02/09/2025 Salı Köşe yazarı A.U
Hepsi hocamın bereketiyle...
Ebül Feth-i Serahsî hazretleri,
devrinin bir tekiydi. Ebül Fadl-ı Serahsî hazretlerinin talebesidir.
Her velî gibi o da
hocasını çok severdi.
Her kavuştuğunu, o zâtın
himmeti bilirdi.
● ● ●
Bir gün bâzı dostları;
“Efendim, bu yüksek
mertebeye nasıl yükseldiniz?” diye sordular.
Cevâbında;
“Hocamın sâyesinde” buyurdu.
Ve şöyle anlattı:
Bir gün bir derenin kenarında
yürüyordum.
Hocam Ebül Fadl da su üstünden bu
tarafa doğru geliyordu...
Bana şefkatle bir kez baktı.
Ne olduysa, o bakışla oldu.
O bir nazar, alçaklardan yükseğe
kaldırdı beni.”
Ve şöyle özetledi:
“Maddî ve mânevî ne kazandımsa
hocamın bereketidir.”
● ● ●
Bu zât bir gün de;
"Bir kişi Allah'a âsi,
günahkâr olsa, mahlûklar da ona isyân eder.

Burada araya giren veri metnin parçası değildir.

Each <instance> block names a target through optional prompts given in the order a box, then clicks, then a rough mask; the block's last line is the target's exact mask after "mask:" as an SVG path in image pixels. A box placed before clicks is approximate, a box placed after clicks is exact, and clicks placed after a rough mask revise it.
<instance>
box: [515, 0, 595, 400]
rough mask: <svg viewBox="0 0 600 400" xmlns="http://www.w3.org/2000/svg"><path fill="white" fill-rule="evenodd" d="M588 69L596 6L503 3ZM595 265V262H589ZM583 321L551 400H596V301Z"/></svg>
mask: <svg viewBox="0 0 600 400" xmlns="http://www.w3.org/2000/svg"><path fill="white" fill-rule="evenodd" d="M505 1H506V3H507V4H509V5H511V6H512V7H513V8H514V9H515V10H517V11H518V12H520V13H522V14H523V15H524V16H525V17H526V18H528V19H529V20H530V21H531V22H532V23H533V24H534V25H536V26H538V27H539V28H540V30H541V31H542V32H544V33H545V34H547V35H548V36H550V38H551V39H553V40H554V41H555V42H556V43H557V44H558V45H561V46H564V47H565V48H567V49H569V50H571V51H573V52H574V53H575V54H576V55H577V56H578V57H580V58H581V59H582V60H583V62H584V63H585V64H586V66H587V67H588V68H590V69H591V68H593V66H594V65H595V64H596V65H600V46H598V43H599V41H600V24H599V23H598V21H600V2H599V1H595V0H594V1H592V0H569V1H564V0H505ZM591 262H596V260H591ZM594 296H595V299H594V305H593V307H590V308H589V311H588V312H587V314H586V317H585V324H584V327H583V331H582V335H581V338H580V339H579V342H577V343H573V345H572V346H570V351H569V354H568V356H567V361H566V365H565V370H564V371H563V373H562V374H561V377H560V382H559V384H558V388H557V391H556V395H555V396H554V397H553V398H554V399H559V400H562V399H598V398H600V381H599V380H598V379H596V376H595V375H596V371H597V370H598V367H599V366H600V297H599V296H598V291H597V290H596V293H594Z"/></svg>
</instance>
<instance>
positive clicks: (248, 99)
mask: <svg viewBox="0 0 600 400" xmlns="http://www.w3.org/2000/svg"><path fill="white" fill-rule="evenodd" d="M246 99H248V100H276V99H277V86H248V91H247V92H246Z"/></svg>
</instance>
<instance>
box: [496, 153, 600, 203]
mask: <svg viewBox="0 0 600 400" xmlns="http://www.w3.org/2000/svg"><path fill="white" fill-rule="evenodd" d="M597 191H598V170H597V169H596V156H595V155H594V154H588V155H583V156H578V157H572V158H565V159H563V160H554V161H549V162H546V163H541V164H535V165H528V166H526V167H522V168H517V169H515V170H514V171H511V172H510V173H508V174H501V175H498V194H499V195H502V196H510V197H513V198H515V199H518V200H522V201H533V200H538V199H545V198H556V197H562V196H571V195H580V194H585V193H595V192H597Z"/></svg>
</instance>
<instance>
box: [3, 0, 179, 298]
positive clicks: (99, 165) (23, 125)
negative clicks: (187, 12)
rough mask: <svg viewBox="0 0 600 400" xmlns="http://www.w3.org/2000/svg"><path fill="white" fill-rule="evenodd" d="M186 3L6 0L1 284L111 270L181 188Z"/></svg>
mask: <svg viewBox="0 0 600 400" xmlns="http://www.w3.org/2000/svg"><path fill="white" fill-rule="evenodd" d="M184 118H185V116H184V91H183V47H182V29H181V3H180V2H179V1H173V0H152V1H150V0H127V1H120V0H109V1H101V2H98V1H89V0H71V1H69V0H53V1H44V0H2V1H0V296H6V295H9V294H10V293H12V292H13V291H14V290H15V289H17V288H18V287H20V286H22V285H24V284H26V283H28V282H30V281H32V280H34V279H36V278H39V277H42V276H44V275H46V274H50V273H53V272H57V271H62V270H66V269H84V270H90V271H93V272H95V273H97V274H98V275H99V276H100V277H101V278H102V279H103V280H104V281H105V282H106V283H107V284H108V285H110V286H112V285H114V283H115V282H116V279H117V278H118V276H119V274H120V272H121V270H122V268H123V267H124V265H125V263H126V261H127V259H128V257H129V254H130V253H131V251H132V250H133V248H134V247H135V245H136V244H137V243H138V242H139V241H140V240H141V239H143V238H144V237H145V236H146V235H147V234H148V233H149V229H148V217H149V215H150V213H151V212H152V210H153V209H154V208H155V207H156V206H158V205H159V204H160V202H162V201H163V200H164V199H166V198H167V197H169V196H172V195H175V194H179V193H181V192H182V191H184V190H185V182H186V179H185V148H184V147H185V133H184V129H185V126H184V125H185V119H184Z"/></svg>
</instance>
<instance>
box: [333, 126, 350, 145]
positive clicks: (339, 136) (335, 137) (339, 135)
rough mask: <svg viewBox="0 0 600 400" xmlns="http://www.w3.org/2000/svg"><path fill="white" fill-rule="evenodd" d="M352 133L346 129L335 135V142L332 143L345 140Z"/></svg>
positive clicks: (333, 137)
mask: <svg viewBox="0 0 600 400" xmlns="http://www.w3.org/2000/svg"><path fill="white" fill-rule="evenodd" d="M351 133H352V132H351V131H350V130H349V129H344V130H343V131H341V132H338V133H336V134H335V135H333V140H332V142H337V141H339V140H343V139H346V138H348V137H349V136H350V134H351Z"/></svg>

Ben; Rabbime isyân edip etmediğimi,
hayvanlarımın bana olan tavrından anlarım" buyurdu.
Dinleyenler sordu:
"Nasıl anlarsınız?"
Büyük velî;
"Şöyle
ki; ben Rabbime itâat edersem, onlar da bana itâat eder, ben isyân edersem,
onlar da bana isyân ederler" buyurdu.